くせ毛な、全体的にウェーブのかかった固めの黒髪と、視線を下げると確認出来る銀フレームの眼鏡の奥は、丸いぱっちりした二重。まるで外国人のような鼻筋の通った小鼻。


背広を着た手足は細くすらりと伸び、そして異様に長い。


長い腕の先にある手は、全体的に甘い造りになっている彼には似つかわしい、男を強く匂わせる、ゴツゴツとした骨張ったもの。


本当に、生まれて初めてこんなに整った人を見た。

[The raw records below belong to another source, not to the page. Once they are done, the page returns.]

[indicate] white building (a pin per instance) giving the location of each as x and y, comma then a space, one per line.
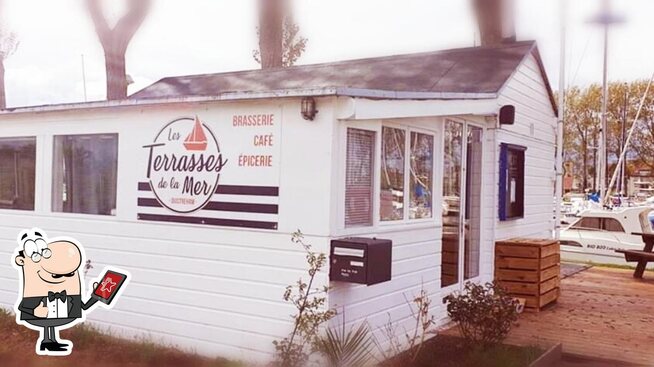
406, 148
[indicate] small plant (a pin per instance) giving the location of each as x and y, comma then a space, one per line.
485, 314
309, 301
346, 349
414, 340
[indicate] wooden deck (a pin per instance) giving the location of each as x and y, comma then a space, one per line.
602, 313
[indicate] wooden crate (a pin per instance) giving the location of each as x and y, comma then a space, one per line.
529, 269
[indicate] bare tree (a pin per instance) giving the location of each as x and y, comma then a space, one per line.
496, 21
280, 43
8, 45
116, 40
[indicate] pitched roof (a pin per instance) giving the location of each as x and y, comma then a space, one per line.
477, 72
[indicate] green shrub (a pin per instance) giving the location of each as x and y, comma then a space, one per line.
342, 348
485, 314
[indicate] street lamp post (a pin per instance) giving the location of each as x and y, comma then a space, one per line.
605, 19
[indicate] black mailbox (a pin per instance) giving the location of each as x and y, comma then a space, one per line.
361, 260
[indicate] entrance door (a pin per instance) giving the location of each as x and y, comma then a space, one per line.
462, 181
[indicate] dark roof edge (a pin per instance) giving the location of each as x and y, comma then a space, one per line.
246, 96
331, 63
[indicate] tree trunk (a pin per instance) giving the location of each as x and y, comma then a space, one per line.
116, 73
3, 95
271, 32
495, 20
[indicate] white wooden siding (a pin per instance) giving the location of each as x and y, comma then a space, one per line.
535, 128
218, 290
214, 290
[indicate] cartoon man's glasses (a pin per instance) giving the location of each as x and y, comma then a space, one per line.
45, 254
37, 250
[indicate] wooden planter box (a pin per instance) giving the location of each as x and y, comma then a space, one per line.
529, 269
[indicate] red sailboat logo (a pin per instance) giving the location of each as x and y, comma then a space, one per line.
196, 140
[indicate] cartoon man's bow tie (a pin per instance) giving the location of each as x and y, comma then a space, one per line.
52, 296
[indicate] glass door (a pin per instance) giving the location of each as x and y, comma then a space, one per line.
462, 182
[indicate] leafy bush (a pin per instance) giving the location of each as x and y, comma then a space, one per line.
309, 302
485, 314
346, 349
415, 338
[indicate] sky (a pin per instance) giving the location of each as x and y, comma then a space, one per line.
182, 37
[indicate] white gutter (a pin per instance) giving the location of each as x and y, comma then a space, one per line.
242, 96
559, 131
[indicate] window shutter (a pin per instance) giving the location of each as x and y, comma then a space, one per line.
504, 168
359, 177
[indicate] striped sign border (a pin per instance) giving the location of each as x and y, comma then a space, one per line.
269, 191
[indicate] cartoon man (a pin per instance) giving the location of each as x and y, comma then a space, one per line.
51, 287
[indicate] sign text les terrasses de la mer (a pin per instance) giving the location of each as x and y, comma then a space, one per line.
213, 173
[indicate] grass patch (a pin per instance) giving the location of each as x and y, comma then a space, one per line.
92, 347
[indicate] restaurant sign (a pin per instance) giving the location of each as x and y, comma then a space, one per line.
190, 177
184, 164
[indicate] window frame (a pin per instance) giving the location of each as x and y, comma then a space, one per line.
407, 183
36, 193
52, 170
373, 173
505, 212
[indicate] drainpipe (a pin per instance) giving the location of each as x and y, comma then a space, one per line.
559, 130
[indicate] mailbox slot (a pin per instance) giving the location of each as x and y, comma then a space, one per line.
360, 260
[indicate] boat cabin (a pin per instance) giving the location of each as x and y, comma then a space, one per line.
196, 183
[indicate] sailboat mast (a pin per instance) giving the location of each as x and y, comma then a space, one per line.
605, 102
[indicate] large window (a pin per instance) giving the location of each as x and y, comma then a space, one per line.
84, 174
398, 155
359, 177
422, 175
392, 174
17, 173
512, 182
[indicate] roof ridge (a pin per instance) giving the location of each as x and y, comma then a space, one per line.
341, 62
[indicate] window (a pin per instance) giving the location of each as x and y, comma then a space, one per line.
359, 177
512, 182
596, 224
588, 223
612, 225
392, 174
422, 173
17, 173
84, 174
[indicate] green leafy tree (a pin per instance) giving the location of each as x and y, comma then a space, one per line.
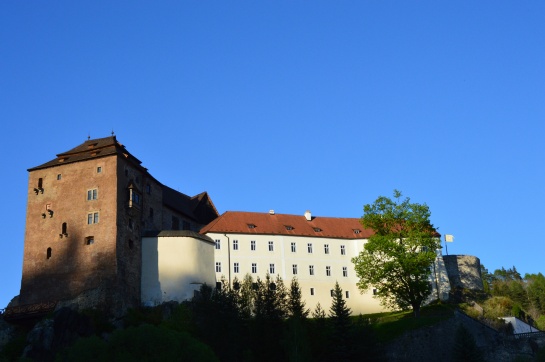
397, 258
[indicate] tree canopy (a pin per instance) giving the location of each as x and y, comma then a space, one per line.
397, 258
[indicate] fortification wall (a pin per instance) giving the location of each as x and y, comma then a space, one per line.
464, 271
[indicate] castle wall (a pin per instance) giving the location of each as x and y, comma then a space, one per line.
464, 271
176, 265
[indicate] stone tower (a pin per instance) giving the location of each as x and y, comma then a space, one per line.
87, 210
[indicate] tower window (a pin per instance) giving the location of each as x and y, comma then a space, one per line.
92, 194
92, 218
175, 223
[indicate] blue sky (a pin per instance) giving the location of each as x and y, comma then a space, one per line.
291, 105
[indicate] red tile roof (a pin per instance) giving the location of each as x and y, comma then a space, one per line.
277, 224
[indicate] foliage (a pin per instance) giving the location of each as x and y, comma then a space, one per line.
296, 305
397, 258
465, 347
341, 325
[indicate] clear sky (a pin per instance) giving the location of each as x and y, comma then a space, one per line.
291, 105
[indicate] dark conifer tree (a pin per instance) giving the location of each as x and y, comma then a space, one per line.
341, 325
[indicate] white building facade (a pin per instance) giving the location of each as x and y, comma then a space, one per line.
175, 264
318, 251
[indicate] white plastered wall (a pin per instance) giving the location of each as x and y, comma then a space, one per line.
173, 267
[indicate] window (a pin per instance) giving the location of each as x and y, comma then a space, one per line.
135, 197
92, 194
92, 218
175, 223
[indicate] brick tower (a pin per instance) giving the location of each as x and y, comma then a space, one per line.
87, 210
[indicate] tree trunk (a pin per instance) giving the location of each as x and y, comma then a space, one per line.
416, 310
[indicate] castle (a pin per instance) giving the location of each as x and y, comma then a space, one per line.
102, 232
87, 210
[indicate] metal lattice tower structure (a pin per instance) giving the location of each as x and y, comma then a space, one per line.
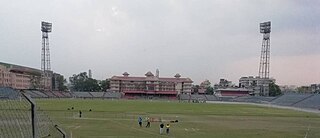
45, 53
264, 68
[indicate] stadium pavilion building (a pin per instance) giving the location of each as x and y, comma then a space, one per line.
150, 85
21, 77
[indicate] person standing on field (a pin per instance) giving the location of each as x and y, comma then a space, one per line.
168, 128
161, 128
140, 121
148, 122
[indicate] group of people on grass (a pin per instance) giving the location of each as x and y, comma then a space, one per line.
148, 120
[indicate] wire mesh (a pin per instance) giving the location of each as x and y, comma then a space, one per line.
16, 119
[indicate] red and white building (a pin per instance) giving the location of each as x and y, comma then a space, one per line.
150, 85
233, 92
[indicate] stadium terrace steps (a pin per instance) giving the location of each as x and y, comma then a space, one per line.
253, 99
8, 93
40, 94
112, 95
289, 99
311, 102
33, 94
82, 94
50, 94
97, 94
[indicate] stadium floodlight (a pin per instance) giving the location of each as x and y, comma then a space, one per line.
46, 27
265, 27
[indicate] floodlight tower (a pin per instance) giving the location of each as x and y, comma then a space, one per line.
45, 54
264, 68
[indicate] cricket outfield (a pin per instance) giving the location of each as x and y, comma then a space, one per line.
119, 118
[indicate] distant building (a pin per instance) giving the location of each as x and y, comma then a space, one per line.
204, 86
233, 92
260, 86
21, 77
224, 83
150, 85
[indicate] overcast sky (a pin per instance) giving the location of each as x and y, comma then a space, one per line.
200, 39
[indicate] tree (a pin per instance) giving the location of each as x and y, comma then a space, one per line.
196, 88
274, 89
35, 82
209, 90
81, 82
61, 83
104, 85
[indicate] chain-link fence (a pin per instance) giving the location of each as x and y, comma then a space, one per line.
21, 118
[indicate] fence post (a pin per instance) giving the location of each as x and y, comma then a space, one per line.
61, 131
33, 115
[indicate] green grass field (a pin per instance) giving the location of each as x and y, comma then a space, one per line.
118, 118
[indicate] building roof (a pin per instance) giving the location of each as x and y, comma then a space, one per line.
18, 68
151, 78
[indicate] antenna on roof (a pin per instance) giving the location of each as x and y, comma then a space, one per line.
157, 73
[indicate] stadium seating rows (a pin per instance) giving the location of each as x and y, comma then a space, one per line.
289, 99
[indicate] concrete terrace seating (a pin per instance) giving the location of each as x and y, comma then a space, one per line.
290, 99
50, 94
82, 94
41, 95
211, 97
311, 102
112, 95
33, 95
58, 94
8, 93
253, 99
97, 94
197, 97
184, 96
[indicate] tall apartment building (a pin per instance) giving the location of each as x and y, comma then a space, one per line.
150, 85
260, 86
20, 77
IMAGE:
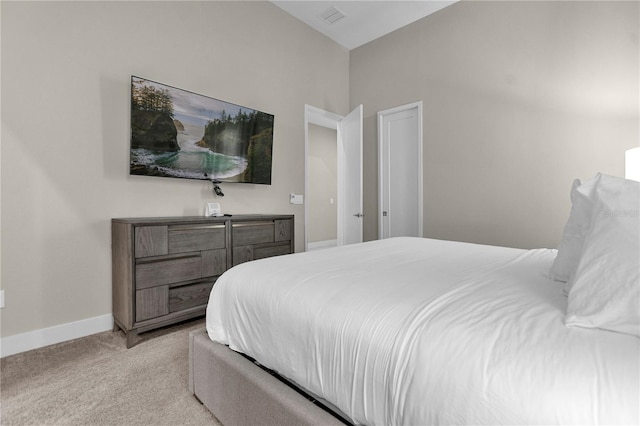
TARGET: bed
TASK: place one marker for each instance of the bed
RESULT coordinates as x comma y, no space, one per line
419,331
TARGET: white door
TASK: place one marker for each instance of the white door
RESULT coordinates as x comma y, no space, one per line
349,164
400,171
350,178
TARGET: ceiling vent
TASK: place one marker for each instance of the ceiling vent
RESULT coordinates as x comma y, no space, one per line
332,15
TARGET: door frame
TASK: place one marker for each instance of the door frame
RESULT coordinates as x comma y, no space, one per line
381,114
322,118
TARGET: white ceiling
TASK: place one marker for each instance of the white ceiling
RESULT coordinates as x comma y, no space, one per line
364,21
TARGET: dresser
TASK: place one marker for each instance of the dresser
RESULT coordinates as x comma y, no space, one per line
163,269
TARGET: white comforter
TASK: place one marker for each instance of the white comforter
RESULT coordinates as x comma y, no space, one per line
416,331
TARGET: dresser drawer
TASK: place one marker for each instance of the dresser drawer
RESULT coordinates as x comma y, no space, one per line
245,233
189,238
276,250
189,296
168,271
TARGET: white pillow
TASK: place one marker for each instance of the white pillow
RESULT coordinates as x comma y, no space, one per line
605,290
574,231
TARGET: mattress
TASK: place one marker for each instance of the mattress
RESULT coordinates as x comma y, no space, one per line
420,331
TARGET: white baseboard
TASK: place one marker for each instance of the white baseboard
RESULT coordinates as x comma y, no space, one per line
60,333
322,244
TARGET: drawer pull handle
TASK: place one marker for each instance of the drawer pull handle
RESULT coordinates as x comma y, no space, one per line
242,225
194,227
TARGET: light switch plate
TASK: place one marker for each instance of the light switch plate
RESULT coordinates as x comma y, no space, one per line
296,199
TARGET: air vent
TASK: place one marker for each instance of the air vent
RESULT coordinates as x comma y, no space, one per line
332,15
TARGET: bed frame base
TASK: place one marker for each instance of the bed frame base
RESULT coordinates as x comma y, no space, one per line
238,392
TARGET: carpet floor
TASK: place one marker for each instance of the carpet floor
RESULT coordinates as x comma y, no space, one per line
96,380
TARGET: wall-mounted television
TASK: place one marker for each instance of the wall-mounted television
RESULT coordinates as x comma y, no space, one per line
181,134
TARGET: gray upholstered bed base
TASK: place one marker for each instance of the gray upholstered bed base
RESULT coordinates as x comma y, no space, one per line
238,392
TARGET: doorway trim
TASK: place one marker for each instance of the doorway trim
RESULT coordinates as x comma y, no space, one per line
319,117
381,114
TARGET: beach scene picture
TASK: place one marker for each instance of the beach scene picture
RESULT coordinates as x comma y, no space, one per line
177,133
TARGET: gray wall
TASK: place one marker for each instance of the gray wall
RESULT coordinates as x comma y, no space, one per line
66,69
519,99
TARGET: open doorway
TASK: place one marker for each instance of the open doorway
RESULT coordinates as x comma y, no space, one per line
348,200
322,195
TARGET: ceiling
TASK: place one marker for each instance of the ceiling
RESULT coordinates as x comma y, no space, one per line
363,21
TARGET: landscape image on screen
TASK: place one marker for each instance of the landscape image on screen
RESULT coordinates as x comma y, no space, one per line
177,133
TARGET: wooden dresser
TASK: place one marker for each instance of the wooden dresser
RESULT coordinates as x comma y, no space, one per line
163,269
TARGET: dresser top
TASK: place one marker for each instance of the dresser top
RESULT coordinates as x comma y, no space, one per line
199,219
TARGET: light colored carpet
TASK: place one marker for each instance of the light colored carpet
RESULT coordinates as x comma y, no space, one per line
96,380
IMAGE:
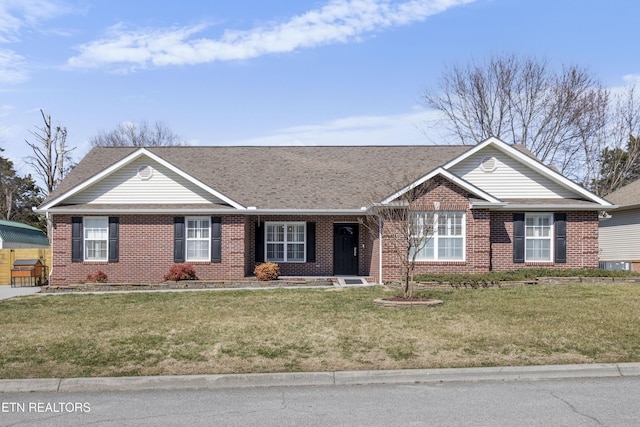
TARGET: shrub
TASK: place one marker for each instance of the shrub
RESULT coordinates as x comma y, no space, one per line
181,272
267,271
99,277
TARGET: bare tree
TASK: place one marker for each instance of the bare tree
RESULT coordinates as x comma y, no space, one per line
131,134
406,224
522,100
51,158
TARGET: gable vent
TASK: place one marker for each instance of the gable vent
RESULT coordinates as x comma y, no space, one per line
489,164
145,172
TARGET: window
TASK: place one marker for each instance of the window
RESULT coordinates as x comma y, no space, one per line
538,237
96,238
285,241
445,233
198,238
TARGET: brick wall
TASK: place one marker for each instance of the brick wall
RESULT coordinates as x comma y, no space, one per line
445,196
145,252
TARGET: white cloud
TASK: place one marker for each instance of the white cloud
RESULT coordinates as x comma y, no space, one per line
415,127
339,21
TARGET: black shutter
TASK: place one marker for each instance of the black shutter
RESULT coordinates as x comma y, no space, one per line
76,239
560,226
518,237
114,223
311,242
216,239
178,239
259,241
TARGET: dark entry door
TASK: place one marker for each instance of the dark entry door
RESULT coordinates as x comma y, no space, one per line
345,249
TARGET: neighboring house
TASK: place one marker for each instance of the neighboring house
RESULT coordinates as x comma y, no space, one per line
15,235
134,212
620,233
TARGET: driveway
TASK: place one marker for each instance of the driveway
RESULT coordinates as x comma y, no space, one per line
7,291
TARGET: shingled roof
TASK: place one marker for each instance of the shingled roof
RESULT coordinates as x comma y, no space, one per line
301,177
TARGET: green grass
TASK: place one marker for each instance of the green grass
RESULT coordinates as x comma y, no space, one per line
314,330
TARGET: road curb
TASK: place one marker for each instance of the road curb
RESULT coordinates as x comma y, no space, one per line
293,379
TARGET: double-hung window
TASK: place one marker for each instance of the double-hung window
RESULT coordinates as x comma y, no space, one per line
96,238
198,238
438,236
538,237
285,241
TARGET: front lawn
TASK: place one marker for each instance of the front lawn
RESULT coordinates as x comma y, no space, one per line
314,330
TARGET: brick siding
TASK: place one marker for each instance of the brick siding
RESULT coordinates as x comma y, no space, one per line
489,244
146,250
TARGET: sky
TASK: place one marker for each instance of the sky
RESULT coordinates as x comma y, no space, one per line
255,72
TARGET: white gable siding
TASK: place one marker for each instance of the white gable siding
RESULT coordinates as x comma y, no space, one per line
511,179
126,187
619,236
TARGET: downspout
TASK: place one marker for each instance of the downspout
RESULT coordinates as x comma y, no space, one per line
380,250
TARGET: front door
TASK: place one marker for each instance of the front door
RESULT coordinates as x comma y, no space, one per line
345,249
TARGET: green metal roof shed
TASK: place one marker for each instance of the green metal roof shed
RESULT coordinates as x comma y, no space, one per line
15,235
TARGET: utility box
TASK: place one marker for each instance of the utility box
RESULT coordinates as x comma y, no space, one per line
28,272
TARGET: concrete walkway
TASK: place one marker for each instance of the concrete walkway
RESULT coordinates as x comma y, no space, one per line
411,376
7,291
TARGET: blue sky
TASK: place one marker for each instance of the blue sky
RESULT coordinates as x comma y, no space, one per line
278,72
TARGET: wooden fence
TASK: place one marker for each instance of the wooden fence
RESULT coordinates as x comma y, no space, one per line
8,257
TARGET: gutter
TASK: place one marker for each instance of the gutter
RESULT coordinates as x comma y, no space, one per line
541,208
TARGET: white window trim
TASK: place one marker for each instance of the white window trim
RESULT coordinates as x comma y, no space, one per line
550,238
84,239
187,239
285,224
435,236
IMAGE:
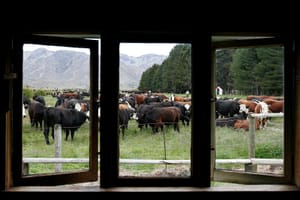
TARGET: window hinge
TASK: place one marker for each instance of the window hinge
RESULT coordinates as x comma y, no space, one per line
9,76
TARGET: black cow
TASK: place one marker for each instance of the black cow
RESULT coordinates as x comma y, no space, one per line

蒼次郎だって恰好いいと言われる方の人間だけど、比較したらこの人に失礼なのではと思うくらい、この人は整っている。


「ほら、自分の出したゴミはちゃんと捨てなきゃダメでしょう?」


骨張った指先が摘んでいるのは、私がさっきまで吸っていた煙草。


「着眼点……おかしくないですか?注意する」


彼の発言があまりにも想像の右斜め上だったせいで対応に困り、私は思わず、背広を着た王子様に首を傾げてしまう。


すると、彼はその整い過ぎた顔をくしゃりと崩して、声と同じく甘く柔らかい優しげな顔をした。